There’s a health care proof. If you can shop for a lower price, someone will offer it. If you dont care what it costs and you go to any doctor to get it, then you know why you’re paying more! Walk in clinics, those clinics in shopping malls, their prices are posted, they operate outside the insurance system, their prices are low, their records are electronic, their service is good. Thats because a patient walks in and is paying for the procedure themselves!
4. I want to mention the famous canard of Medicare spending 3 to 4% in operating costs, whereas your insurance company spends 25 to 30%. When anyone bounces that lie around, its because they are counting the costs of the insurer collecting premiums and selling their policies, but they arent including the costs the government spends collecting taxes. The social cost of taxation is 25 cents on the dollar, before they ever do a thing for you. Not only that but doctors spend a vastly inordinate amount of time completing and complying with complex Medicare paperwork, costs not attributed to Medicare but costs all the same. MEDICARE COSTS MORE. GOVERNMENT ALWAYS DOES.
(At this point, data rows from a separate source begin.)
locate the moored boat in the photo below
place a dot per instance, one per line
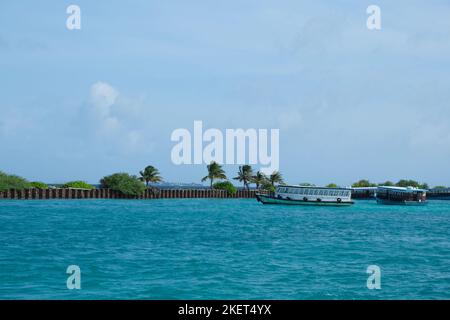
(302, 195)
(401, 196)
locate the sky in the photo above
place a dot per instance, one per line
(350, 103)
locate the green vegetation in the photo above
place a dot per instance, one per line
(78, 185)
(276, 177)
(259, 179)
(124, 183)
(363, 184)
(245, 175)
(12, 182)
(215, 171)
(332, 185)
(38, 185)
(267, 185)
(225, 185)
(150, 174)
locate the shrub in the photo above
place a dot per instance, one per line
(78, 185)
(38, 185)
(124, 183)
(268, 187)
(225, 185)
(12, 182)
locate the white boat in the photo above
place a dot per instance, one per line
(405, 196)
(302, 195)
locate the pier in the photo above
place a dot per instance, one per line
(63, 193)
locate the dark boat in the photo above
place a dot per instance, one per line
(401, 196)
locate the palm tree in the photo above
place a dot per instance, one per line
(245, 175)
(259, 178)
(275, 177)
(150, 174)
(215, 171)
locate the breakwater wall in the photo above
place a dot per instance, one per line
(31, 194)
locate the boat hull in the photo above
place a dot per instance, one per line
(401, 203)
(265, 199)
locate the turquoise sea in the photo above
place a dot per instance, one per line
(222, 249)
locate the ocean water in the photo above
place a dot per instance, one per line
(222, 249)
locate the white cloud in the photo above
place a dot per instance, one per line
(109, 117)
(102, 97)
(289, 119)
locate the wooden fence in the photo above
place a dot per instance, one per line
(110, 194)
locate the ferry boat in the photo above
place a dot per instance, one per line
(403, 196)
(302, 195)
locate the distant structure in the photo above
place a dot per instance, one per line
(439, 194)
(364, 193)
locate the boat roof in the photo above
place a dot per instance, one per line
(408, 189)
(313, 187)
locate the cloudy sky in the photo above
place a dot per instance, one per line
(350, 103)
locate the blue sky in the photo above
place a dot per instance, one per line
(350, 103)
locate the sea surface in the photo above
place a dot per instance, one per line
(222, 249)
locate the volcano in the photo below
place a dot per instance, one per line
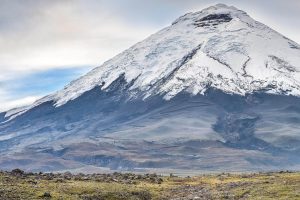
(214, 91)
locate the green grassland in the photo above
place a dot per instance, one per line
(19, 185)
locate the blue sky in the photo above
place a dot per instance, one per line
(45, 44)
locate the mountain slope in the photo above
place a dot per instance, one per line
(210, 92)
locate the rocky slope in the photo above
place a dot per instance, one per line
(216, 90)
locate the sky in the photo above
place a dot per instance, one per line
(46, 44)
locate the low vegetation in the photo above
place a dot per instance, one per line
(128, 186)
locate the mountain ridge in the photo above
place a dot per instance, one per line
(222, 60)
(216, 91)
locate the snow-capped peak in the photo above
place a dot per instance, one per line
(220, 47)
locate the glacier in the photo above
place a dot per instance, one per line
(216, 89)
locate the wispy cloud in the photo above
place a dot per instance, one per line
(44, 36)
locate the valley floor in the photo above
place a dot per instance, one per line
(116, 186)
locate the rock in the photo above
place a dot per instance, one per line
(47, 195)
(17, 172)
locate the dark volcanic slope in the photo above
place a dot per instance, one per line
(215, 131)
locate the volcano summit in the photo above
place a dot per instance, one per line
(214, 91)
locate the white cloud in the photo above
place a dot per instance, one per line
(42, 35)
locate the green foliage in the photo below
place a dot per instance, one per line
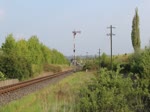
(111, 92)
(9, 46)
(135, 35)
(140, 63)
(2, 76)
(15, 67)
(90, 65)
(52, 68)
(23, 59)
(105, 61)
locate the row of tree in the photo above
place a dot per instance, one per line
(24, 58)
(126, 88)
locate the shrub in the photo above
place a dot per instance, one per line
(2, 76)
(111, 92)
(52, 68)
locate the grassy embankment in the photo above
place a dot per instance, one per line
(61, 97)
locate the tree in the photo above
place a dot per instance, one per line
(135, 34)
(9, 46)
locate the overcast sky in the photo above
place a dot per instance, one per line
(54, 20)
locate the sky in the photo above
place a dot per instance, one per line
(53, 21)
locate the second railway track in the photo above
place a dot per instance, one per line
(15, 91)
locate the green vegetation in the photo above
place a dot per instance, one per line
(135, 35)
(125, 89)
(61, 97)
(24, 59)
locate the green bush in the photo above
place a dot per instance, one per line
(111, 92)
(2, 76)
(52, 68)
(15, 67)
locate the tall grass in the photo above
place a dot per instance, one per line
(61, 97)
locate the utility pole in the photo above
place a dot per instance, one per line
(99, 58)
(74, 49)
(111, 34)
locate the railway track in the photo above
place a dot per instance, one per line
(16, 91)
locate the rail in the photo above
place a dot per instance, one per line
(19, 85)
That is not to say that operating costs arent too high. They are. We are running too many bills through third parties. Individuals should be handling the small bills on their own and then we wouldnt have nearly the administrative costs.
5. A health savings account. Go from a $500 deductible to a, say, $2000 deductible. Lower rates right there. Then you, or your employer, puts $2000 in a health savings account. When you start buying health care, the money comes out. You dont spend it, you keep it. The next $500 is out of pocket, and everything above that is covered.
You dont want people not to go the doctor because they dont have the money saved up, so we have to get on the bandwagon and start up a national responsibility movement. Everyone has to start saving money in an account. Make it a social responsibility, like recycling. Am I speaking “Progressive” now? Sorry.
6. One more thing a friend told me the other day. He has a buddy who just came back from Iraq. He’s done triage on soldiers in the battlefield. Dressed wounds, made splints, saw buddies die. This medic cant perform medicine, cant get a license, cant offer his services even if all I needed was a bandaid. They cant treat low income people who need the most help. There are many things wrong.
They just dont require a GOVERNMENT SOLUTION. The President and progressives on the left and the right wont talk about other solutions, because they want the government in control. YOU CAN CONTROL YOUR HEALTH CARE. DO NOT GIVE IT UP TO GOVERNMENT.
Are Santa Ana’s city councilmembers smarter than a 5th grader?
Yes, I am smarter than a 5th grader!…. moreover, I am smarter than Dr. Lomeli.
1) protable insurance would eleminate choice because it would force businesess into plans they do not wish to pay for or does not work for thier employees.
2) self employed get the sam break as a company, this one makes sense to me.
3)Yes that is true, if people have to pay out of thier own pocket then they shop around. Perhaps co-pays for tests and office visits based on what the doctor charges might be an idea.
4) Administration costs are always higher than stated, CEO’s are overpaid and government hide costs.
5) some people do not make enought to save any money, they are also the likely ones to be uninsured to keep premiuns lower perhaps that fund could be provided by the government to lower income people for medical expenses only and the premiuns could be paid to a ramdom company for each qualified invdividual.
We still need to have everyone covered, this will lower everyone rates who are currently insured. What mixture of government help and private insurance will work best remains to be seen. But for sure we cannot continue as is.